Friday, October 27, 2017

Catalan parliament declares independence from Spain

Catalan parliament declares independence
Catalonia's regional parliament has declared independence from Spain on in a disputed vote that is now likely to be declared illegal by Spain's constitutional court.

The independence motion was passed in the 135-strong assembly with 70 votes in favour, 10 against and two blank ballots, the assembly's speaker said.

Following the vote, the upper house of Spain's parliament authorised the government of Prime Minister Mariano Rajoy to rule Catalonia directly from Madrid.

Mr Rajoy is now expected to convene his cabinet to adopt the first measures to govern Catalonia.

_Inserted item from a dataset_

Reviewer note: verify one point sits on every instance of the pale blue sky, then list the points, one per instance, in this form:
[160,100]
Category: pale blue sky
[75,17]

This could include firing the Barcelona government and assuming direct supervision of Catalan police forces.

Mr Rajoy called for calm in a tweet posted minutes after the independence vote.

He wrote: "I ask for calm from all Spaniards. The rule of law will restore legality in Catalonia."

European Council President Donald Tusk has said that the Catalan’s parliament's declaration of independence has changed nothing and the European Union will only deal with the central government in Madrid.

On Twitter, Mr Tusk wrote: "For EU nothing changes. Spain remains our only interlocutor."

He also urged Spain to favour "force of argument, not argument of force."